“The warrior (Ethos) is crafted in the battles and struggles and the effacement from antiquity. Often we use, even in our modern government here in the United States, the Greek ideal. ...That’s the place where modern thought was created. The word “Ethos” in our primitive cultures is there. And then it became refined through these city states in which empire and conquest as a predictor to turning sorts to plow shares and then creating societies and communities in which use natural environment, agriculture, animal husbandry; to fortify, strengthen, and create unique language, art, and thinking in these so-called city states.
That’s where the words had started. And the warrior takes his space to (as we say in the Marine core) not ask what, who or why; only to do or die. So the rest of society can pursue artisan work, art, industry, etc.

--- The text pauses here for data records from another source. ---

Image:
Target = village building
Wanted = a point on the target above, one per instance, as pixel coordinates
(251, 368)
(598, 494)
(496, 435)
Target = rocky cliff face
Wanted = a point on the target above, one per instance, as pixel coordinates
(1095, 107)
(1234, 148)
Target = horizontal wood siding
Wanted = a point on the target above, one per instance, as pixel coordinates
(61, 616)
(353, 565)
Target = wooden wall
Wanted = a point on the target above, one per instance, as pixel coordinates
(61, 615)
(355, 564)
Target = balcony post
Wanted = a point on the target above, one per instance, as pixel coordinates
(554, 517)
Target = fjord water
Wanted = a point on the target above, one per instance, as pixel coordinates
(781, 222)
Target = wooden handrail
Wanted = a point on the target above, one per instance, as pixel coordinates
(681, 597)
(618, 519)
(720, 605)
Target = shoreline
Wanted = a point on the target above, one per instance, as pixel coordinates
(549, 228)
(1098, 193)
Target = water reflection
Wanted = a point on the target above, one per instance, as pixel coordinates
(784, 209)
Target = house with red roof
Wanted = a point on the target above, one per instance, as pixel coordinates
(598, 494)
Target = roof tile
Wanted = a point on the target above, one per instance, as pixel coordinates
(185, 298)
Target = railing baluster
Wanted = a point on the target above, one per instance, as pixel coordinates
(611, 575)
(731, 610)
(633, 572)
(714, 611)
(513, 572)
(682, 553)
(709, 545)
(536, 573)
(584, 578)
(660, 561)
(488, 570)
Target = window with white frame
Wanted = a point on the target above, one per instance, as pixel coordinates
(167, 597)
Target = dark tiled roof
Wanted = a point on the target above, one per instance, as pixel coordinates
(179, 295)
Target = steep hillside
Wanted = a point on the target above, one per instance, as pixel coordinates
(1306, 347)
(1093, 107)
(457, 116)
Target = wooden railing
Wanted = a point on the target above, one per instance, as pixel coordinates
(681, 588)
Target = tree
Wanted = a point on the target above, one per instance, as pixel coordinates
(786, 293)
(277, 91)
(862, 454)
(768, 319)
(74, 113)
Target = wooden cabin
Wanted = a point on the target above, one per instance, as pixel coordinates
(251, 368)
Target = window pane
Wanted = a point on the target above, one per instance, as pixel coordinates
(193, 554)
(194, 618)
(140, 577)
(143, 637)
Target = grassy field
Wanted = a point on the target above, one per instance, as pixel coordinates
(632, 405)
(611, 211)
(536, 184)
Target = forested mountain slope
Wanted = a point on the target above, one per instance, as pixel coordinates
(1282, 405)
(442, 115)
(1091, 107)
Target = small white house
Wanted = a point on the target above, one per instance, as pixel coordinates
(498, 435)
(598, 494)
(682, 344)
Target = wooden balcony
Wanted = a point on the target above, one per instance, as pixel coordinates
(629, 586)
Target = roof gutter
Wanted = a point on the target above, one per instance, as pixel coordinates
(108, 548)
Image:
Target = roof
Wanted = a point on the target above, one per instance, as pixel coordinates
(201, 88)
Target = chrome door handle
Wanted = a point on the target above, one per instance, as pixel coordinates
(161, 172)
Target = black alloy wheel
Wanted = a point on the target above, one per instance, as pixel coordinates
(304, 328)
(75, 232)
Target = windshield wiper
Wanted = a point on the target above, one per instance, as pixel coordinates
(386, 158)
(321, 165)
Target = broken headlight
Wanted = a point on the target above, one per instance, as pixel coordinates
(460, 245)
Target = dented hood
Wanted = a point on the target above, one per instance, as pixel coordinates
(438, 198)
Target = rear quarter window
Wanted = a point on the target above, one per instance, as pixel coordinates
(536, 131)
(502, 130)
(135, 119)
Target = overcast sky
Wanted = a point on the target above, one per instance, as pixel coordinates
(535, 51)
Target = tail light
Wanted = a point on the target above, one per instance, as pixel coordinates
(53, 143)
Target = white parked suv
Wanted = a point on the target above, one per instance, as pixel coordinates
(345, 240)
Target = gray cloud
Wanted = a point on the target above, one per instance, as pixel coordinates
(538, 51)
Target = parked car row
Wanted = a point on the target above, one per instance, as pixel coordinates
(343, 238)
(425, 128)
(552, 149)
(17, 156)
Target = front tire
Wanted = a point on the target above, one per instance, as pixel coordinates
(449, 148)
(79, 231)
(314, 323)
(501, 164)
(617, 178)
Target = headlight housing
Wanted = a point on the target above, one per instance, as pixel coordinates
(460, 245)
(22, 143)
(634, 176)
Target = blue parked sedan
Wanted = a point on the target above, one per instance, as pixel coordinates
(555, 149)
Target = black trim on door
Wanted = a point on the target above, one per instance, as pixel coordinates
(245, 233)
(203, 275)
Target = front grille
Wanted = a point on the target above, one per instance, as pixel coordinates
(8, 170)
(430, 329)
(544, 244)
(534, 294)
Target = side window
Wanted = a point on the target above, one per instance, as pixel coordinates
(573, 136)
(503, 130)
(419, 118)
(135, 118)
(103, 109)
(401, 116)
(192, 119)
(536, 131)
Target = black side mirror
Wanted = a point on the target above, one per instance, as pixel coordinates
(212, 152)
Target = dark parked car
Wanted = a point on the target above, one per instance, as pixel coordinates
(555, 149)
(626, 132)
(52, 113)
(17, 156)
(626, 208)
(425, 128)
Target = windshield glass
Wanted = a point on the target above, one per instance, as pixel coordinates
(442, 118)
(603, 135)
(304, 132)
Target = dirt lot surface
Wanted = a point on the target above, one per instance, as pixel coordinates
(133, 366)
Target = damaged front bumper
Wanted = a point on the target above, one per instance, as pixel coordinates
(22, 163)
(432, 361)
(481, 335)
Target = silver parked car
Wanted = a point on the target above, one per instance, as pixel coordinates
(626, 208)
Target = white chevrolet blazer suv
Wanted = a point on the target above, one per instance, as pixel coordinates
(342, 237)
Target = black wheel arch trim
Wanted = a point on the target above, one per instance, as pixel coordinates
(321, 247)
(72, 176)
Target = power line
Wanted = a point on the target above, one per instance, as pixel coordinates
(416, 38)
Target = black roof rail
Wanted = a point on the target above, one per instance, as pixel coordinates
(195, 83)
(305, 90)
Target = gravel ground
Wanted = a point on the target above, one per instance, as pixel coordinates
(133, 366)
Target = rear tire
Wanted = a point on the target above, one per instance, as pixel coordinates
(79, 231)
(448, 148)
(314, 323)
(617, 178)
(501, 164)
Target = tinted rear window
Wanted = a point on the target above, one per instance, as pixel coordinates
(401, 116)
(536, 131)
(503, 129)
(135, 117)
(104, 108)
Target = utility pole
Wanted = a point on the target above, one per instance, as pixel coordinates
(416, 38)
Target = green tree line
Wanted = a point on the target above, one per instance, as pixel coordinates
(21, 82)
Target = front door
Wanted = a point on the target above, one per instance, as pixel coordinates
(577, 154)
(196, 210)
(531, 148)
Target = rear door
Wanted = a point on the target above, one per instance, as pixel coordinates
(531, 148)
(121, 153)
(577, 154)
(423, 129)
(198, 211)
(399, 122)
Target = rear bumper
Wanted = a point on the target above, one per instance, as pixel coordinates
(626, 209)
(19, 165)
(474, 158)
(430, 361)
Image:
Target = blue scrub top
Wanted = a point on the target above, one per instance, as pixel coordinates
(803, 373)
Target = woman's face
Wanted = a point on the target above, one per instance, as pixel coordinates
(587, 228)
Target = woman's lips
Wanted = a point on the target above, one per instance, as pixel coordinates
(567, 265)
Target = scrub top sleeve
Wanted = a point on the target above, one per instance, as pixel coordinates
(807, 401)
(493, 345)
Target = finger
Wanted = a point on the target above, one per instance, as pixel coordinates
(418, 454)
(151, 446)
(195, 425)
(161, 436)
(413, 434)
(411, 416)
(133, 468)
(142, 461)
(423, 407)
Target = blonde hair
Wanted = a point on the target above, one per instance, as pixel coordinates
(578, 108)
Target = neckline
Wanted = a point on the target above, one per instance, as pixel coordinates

It’s very important to remember badass warriors, special operations commandos, and mixed martial art fighters without the collective. And their reason being that we are that one cog, and the spiritual economic machine called society culture. Alone, we could just be viewed as savages or zealots. But we think about it collectively. The warrior Ethos and the warrior itself is a part of a modern way of thinking that creates things like human rights. It creates things like stability. It creates a structure, and the baseline for education and the upward mobility of all citizens.
So the warrior mentality to me is steeped first in the concrete blood-soaked battlefields of life, death, and sacrifice, but the reasons for the higher law.